SOURCE: Clapp, Susannah. Review of Pericles. Observer (14 July 2002): 10.

[In the following excerpt, Clapp maintains that Adrian Noble's Royal Shakespeare Company (RSC) production of Pericles downplayed the unevenness of the play and notes that its setting reflected exotic absurdity in the juxtaposing of a chamber of horrors with Ali Baba's cave.]

Adrian Noble may be leaving the RSC in a mess, but he's brought a sparkle to its season at the Roundhouse. His production of Pericles is the liveliest thing seen there so far.

The exotic absurdity of Shakespeare's play is indulged to the hilt. In Peter McKintosh's design, the old steam-engine repair house becomes a chamber of horrors—severed heads swing like conkers on long ropes—and an Ali Baba's cave of delights, twinkling with lanterns, smelly with incense. A (sometimes overwhelming) eastern band of bouzouki, percussion and tuba thrums away. The goddess Diana dangles from the roof. In the title role, Ray Fearon swaggers like an Arabian Nights prince; his voice sounds out like a gong.

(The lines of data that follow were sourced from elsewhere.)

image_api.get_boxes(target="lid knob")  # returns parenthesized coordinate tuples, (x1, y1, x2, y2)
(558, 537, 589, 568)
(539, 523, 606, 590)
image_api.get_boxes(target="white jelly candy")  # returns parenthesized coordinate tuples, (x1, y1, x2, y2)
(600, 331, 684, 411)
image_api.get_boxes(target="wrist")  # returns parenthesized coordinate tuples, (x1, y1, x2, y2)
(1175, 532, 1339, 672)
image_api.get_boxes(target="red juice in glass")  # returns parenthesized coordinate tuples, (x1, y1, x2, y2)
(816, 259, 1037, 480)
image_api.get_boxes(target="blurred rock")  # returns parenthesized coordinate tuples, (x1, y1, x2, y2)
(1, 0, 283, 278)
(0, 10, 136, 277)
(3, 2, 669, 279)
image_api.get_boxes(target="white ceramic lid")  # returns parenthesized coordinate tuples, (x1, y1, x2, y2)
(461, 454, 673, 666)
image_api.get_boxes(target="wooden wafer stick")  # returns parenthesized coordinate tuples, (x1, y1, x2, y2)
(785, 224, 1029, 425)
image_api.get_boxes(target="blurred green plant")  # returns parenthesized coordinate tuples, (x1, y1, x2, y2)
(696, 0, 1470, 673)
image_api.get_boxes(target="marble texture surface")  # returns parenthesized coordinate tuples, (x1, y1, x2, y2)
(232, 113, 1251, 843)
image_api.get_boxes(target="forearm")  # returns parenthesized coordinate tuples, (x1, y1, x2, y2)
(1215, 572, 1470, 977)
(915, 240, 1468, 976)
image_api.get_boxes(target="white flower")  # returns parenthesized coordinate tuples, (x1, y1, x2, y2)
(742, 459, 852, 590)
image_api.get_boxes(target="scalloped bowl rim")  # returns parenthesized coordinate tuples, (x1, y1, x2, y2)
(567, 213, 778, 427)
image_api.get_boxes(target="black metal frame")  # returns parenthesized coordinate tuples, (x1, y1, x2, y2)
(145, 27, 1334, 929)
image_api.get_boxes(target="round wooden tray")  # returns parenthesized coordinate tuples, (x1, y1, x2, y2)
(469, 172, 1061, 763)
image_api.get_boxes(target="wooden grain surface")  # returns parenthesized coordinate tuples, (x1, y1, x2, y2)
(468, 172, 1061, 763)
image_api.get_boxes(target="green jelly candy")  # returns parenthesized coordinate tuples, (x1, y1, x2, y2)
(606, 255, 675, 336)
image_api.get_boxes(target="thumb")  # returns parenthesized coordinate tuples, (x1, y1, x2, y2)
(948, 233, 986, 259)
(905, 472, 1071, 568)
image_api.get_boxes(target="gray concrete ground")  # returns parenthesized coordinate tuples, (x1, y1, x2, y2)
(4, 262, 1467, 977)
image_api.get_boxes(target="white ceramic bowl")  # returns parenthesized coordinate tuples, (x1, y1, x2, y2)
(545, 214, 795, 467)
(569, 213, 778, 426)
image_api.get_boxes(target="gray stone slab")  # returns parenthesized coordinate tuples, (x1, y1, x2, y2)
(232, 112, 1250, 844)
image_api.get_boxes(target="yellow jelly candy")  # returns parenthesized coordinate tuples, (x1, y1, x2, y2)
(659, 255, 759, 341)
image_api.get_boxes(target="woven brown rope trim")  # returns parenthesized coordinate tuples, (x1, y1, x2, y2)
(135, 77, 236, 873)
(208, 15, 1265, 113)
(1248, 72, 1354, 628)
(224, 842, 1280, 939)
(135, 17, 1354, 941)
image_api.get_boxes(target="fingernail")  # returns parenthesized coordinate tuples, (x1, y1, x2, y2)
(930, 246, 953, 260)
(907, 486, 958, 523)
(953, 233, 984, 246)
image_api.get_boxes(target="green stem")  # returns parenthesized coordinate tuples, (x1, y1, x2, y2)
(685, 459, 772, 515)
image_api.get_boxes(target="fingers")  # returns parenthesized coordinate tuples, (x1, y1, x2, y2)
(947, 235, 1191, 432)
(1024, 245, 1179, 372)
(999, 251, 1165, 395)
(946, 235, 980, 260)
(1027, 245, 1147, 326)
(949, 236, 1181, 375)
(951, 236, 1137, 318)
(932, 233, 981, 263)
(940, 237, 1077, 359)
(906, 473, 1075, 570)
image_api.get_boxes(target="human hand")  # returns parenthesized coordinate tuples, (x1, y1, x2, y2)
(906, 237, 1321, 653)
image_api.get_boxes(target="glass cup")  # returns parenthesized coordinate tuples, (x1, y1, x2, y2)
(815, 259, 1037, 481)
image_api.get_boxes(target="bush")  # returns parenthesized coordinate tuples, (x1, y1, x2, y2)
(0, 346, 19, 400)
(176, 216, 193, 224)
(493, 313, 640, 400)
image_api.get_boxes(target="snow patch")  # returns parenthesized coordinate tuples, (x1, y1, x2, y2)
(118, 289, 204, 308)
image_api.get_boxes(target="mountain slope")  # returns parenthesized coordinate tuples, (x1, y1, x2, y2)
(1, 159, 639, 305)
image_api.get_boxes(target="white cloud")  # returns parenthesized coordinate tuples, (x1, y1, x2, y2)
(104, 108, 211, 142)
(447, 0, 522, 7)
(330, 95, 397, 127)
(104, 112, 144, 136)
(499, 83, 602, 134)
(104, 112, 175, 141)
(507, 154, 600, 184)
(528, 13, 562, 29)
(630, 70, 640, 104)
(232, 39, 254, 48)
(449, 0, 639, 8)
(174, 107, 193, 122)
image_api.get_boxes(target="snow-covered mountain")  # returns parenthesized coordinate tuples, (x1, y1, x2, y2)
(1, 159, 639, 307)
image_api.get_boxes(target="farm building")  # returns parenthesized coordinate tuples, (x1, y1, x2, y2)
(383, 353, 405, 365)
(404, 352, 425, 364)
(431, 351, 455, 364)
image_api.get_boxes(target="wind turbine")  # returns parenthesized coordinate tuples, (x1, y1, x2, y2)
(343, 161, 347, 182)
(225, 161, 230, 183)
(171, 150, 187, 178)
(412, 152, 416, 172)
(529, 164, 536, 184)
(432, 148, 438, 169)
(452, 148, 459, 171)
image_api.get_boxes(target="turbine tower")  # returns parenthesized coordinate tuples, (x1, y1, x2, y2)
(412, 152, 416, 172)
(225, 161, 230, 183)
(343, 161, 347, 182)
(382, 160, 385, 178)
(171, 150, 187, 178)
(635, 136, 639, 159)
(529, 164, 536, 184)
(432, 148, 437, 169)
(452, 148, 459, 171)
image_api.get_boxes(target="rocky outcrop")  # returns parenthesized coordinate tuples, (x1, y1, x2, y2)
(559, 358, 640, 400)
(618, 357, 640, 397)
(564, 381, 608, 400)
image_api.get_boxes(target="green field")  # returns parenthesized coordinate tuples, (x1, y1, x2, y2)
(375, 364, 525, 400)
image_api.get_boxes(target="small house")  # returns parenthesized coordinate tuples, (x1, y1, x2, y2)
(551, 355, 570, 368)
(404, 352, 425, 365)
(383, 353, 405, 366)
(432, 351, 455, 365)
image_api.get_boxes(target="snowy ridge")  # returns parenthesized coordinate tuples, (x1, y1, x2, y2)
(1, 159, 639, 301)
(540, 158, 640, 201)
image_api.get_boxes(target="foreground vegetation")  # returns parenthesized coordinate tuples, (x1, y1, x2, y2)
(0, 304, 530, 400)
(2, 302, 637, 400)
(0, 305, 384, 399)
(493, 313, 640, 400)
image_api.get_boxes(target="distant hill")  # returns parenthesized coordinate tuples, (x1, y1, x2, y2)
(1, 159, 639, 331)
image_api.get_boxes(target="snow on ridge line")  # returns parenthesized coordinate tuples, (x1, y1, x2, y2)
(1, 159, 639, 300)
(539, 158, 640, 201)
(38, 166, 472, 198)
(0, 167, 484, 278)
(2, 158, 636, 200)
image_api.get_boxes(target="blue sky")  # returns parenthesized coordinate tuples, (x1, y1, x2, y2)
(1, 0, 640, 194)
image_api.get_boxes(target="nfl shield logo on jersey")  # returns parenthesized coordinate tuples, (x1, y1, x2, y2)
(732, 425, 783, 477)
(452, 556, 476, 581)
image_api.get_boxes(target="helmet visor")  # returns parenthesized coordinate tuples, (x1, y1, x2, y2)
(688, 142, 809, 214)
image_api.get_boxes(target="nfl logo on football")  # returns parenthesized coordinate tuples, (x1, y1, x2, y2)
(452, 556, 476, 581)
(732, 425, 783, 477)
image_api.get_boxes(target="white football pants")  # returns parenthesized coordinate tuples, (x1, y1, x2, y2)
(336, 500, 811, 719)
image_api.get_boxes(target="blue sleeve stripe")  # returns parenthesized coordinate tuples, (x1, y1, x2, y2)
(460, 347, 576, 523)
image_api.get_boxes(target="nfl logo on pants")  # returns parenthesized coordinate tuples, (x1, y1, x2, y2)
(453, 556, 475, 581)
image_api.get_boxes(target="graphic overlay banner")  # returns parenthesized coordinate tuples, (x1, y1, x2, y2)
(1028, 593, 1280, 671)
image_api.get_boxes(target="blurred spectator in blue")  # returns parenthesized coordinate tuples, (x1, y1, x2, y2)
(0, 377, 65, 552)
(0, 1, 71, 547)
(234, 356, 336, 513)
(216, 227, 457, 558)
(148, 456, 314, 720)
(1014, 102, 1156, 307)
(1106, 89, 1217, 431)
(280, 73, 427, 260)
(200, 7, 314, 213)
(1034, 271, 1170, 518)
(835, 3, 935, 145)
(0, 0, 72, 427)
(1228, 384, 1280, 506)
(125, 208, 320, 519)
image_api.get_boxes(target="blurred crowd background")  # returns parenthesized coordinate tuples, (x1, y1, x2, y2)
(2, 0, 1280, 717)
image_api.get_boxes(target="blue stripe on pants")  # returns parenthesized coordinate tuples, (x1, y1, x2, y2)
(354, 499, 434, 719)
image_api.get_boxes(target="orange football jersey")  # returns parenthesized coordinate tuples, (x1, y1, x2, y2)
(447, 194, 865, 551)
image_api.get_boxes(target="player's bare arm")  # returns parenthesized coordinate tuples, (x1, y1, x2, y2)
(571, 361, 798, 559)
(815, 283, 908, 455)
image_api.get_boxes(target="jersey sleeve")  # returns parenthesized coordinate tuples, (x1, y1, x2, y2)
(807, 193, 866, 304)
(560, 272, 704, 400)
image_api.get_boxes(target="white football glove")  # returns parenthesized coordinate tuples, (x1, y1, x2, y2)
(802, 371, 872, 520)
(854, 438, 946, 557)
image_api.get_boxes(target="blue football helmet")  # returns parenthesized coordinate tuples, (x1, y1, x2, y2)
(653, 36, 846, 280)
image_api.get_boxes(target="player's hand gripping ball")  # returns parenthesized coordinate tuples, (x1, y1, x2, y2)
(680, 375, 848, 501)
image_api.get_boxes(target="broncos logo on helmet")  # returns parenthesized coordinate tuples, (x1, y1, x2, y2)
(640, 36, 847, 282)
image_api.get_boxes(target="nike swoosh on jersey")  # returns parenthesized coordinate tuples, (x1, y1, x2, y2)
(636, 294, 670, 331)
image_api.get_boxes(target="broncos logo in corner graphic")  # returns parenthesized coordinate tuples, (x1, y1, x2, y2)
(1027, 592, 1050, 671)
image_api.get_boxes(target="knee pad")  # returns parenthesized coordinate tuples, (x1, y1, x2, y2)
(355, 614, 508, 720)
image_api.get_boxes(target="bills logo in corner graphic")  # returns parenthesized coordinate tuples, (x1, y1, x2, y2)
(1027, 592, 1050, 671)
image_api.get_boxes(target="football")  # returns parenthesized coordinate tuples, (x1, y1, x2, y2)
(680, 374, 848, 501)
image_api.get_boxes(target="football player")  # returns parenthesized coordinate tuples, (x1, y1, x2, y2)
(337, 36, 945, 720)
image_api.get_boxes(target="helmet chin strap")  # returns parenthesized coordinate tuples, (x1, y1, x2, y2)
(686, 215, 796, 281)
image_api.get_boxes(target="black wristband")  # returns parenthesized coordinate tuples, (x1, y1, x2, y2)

It's an externalising treatment, but Pericles is not a transporting play: its islands of bright words float in a murky sea of improbability. It was a success when first produced (Ben Jonson was apparently jealous when he described it as ‘mouldy’), but the dodgy version that's been passed down—not all by Shakespeare—is rickety, beginning as fairytale, taking in a terrific best brothel scene, and ending with the melancholy comforts of Shakespeare's last plays.

Noble's direction whisks over the play's bumpiness. It contains revelatory touches from Kananu Kirimi as Marina. She has a voice like a bell and moves with the abstraction of a real sea-creature. She's got dangerously quaint lines: she declares that when she stepped on a worm, she wept. She makes this sound like the simple truth.

Only one aspect of the production doesn't work at all. The promenade notion at the Roundhouse seems a phoney thing, introduced in accordance with some antiquated notion of hip. It's obtrusive and it slows things up. The cheaper tickets in the audience are moved out of the way so that a thespy beggar can stumble unimpeded onto the stage.